As we strolled and chatted, I had a rather jarring thought: since the elementary school's regular schedule begins next week and he'll be getting out shortly before I'll need to drive to the middle school to pick up Isaac and wait for Abby --and next year he'll be on the normal schedule from the very first day of school (sorry, it's super complicated so I'm not even going to try to explain how the educational system here operates)--, it's possible that it may have been our very last walk home from elementary school.
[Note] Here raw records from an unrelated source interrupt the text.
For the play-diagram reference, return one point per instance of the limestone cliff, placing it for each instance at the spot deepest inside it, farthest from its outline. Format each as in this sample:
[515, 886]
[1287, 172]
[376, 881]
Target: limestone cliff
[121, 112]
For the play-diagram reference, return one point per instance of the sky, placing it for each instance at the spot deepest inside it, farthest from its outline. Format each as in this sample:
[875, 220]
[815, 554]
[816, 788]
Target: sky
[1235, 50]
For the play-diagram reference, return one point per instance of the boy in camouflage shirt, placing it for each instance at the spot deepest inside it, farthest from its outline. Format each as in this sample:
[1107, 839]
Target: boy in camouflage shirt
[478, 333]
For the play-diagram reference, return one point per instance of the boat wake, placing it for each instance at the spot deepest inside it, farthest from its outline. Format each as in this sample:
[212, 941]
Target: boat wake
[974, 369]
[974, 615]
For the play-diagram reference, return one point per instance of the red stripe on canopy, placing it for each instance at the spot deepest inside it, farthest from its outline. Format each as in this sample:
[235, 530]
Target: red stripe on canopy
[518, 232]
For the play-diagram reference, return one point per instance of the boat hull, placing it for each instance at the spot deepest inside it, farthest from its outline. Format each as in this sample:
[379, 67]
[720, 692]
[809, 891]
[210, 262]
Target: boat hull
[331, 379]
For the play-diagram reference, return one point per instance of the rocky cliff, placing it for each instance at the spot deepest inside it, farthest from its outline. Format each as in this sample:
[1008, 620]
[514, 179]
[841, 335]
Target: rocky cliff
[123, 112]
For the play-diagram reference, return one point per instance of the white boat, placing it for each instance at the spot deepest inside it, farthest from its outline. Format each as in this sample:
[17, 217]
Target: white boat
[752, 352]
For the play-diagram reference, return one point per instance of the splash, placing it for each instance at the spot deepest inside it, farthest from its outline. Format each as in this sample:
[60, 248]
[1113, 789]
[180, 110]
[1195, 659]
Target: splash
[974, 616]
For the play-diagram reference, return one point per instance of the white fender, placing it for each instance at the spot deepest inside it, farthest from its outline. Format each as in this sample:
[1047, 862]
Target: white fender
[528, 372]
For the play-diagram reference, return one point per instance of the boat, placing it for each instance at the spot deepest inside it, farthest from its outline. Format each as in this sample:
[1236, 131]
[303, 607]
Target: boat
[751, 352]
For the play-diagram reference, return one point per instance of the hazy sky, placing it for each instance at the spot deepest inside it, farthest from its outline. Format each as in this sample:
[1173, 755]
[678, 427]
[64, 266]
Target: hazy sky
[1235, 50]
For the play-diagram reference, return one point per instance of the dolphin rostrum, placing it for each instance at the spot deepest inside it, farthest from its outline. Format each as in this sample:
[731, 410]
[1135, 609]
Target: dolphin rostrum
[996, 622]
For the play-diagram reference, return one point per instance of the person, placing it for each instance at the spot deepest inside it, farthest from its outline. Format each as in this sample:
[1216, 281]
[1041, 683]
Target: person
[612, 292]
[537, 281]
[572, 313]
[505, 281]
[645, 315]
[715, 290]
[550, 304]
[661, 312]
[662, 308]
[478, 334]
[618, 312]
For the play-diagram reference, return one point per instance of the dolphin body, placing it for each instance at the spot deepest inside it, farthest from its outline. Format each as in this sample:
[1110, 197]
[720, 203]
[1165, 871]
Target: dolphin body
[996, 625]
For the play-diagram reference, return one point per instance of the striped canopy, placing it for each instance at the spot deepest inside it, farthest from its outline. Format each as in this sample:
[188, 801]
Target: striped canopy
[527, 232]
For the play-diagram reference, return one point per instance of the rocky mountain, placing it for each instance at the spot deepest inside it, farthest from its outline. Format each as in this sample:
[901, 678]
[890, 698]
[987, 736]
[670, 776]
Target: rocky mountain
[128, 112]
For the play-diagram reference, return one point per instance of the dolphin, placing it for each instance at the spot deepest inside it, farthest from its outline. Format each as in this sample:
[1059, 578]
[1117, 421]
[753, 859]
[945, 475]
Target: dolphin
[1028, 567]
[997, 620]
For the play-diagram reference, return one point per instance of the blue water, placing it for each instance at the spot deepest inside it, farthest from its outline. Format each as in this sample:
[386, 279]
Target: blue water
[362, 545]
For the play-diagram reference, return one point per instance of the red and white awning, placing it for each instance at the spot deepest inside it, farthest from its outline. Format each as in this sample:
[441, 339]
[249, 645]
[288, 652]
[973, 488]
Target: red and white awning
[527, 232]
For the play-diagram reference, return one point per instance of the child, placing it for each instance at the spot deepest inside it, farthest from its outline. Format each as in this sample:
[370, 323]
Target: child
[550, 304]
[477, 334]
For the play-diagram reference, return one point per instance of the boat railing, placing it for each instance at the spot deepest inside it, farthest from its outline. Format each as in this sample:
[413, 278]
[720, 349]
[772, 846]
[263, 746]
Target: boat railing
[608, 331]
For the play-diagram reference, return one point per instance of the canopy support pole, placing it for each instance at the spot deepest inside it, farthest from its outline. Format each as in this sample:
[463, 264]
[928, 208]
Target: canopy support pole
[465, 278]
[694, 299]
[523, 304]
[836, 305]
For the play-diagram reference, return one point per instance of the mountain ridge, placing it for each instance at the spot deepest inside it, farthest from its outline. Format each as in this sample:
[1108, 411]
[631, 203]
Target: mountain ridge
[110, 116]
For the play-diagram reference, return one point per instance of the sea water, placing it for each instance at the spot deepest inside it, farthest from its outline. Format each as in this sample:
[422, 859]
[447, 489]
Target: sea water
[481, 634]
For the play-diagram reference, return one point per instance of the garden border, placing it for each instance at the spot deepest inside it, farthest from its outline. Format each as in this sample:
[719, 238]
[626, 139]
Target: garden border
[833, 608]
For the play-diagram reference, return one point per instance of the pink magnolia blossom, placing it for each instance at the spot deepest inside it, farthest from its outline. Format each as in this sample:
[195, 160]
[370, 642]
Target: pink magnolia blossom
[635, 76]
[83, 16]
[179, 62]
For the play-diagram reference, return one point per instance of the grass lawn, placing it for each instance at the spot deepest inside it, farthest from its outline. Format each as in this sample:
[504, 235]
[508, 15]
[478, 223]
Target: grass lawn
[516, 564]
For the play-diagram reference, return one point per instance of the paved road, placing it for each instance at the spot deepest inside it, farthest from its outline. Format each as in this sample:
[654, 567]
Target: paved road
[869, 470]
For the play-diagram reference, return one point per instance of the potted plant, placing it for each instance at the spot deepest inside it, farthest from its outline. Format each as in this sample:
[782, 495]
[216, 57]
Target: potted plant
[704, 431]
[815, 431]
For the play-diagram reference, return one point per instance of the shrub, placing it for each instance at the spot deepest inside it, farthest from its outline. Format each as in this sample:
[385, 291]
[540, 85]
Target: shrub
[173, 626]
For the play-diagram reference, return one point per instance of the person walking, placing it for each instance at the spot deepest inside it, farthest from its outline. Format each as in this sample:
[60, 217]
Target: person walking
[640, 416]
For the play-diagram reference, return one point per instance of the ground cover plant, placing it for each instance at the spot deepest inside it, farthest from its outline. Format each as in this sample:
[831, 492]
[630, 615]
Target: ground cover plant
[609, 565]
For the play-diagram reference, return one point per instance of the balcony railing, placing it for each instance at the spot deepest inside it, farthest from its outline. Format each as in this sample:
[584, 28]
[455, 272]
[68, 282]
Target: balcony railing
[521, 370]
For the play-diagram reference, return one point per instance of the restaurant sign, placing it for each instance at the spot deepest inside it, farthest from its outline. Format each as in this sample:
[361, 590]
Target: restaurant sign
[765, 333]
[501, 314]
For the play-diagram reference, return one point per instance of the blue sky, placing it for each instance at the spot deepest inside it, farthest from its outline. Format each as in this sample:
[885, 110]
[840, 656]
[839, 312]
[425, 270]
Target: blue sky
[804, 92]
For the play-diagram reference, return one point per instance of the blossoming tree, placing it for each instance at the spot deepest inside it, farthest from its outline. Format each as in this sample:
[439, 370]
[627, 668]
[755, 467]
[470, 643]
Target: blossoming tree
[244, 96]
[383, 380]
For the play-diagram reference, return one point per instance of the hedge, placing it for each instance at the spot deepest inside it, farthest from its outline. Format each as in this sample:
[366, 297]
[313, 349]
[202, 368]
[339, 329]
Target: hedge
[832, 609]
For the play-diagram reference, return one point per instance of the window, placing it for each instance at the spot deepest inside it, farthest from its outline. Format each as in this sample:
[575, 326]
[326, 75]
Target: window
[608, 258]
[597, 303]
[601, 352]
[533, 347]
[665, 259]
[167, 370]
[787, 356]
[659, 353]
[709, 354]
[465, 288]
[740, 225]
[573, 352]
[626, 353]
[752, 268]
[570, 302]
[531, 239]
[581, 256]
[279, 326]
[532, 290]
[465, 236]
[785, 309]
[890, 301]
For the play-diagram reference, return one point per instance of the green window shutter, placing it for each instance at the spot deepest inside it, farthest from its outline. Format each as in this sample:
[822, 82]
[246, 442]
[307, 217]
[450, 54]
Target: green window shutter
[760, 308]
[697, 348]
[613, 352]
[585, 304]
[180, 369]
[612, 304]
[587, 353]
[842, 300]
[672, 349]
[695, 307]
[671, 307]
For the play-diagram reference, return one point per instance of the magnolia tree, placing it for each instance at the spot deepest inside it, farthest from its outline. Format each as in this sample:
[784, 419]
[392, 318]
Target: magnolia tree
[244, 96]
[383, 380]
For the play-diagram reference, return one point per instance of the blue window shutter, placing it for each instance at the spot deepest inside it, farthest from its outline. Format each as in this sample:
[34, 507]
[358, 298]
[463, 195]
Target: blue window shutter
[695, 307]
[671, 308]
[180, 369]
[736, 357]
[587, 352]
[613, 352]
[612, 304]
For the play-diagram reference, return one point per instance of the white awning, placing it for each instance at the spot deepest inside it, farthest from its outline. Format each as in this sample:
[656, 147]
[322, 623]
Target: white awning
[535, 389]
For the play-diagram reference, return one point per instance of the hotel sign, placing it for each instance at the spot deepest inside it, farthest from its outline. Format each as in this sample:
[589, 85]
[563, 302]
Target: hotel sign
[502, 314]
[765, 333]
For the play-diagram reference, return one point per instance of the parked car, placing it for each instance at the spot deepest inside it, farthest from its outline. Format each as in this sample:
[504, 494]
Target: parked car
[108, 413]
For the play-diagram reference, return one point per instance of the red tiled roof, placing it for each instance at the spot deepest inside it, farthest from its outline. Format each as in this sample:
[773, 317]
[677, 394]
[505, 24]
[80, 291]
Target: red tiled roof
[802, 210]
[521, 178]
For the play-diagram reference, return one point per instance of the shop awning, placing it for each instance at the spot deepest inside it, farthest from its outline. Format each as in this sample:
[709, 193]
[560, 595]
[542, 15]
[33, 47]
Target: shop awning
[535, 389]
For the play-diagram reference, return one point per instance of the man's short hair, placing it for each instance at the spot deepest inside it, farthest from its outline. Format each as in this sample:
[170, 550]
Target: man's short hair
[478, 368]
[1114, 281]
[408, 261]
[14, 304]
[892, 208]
It may not sound like a big thing, but in my mind, it's not just big -- it's huge. I remember pushing Logan and Isaac in the big, cumbersome double stroller when Abby was in kindergarten. I remember listening to Logan chirp the make of each car that passed by and how he'd cheerfully point out those of the 'zoom' variety, and I remember our chats with mail carrier Randy, who always, always stopped his truck to talk to Logan. (They had such an amazing rapport. I'll never forget the look on Randy's face when he came to our door after we'd stopped walking to school in the fall of 2010 and I had to tell him that his buddy was seriously ill.) Then Brady was added to the mix and the seats in the stroller were shuffled, with all of my children moving --revolving door style-- from one spot to the next, over and over again. It was chaos; beautiful, beautiful chaos. And then the time came when Logan no longer needed a seat and still we walked on, talking and sharing and laughing and remembering what was. And hoping for what would be in the future.
Yup, we've probably walked hundreds of miles along that same route, over and over again, year in and year out. We've walked in heat and through surprise showers that turned even the most wizened of us into youthful puddle-jumpers and with friends and alone. And although part of me is sad that those days are coming to a close, most of me is grateful --and deeply so-- to have had those walks with my kids throughout their early years.